If the hazard is weather-related, the culprit automatically becomes “climate.” While there are dozens of factors causing water scarcity, we point the finger only at climate change. This misdiagnosis leads to misguided remedies.
We pin our hopes on methods of questionable scientific validity, such as “rain bombs” (cloud seeding). But this is not a real solution to drought, only a shortcut.
We talk about financially impossible projects like “let's move the city.” Yet, managing cities according to their capacity is both cheaper and more realistic than moving them.

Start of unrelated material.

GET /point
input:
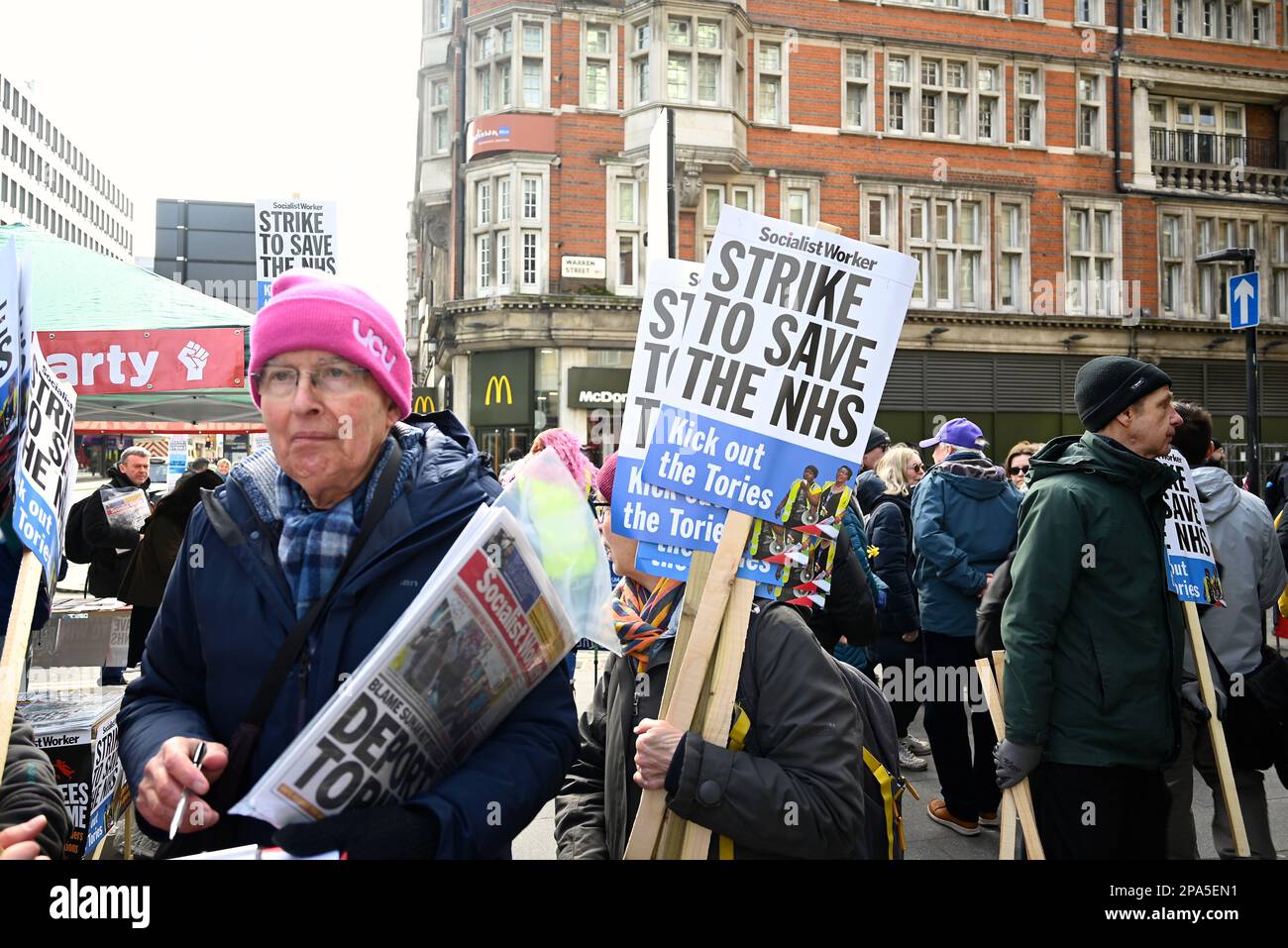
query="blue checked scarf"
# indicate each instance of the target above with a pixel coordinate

In the short term, if there is insufficient rainfall in the coming months, gradual water cuts in major cities will be inevitable. Experts say that current stocks will not last even four months. Agricultural restrictions will hit food prices.
In the medium term, rainfall irregularity will increase according to climate scenarios. Severe rainfall and long periods of drought will occur alternately. This will increase the risk of both floods and drought at the same time.
In the long term, as warned by United Nations experts, 47% of Türkiye's land is at risk of desertification. Central Anatolia, Southeast Anatolia and the interior of the Aegean region may face serious water shortages.
Climate change is real and a serious threat. Denying it is meaningless. But declaring it the absolute cause of everything is just as dangerous as denial.
If we do not want to share the fate of civilizations that have disappeared in the arid lands of Anatolia, we must first change our mindset.
Knowing each city's carrying capacity, creating a water budget, making use of rainwater and reading the risk equation in three dimensions is not rocket science. Our ancestors knew it a thousand years ago.
History has witnessed civilizations rise with water, and fall with it. The choice is ours: Blame the sky and repeat the same mistakes, or go back to the root causes and make our minds drought-resistant?
As Einstein said, doing the same thing and expecting different results is madness. The way out of madness is not to look at the sky, but to look in the mirror.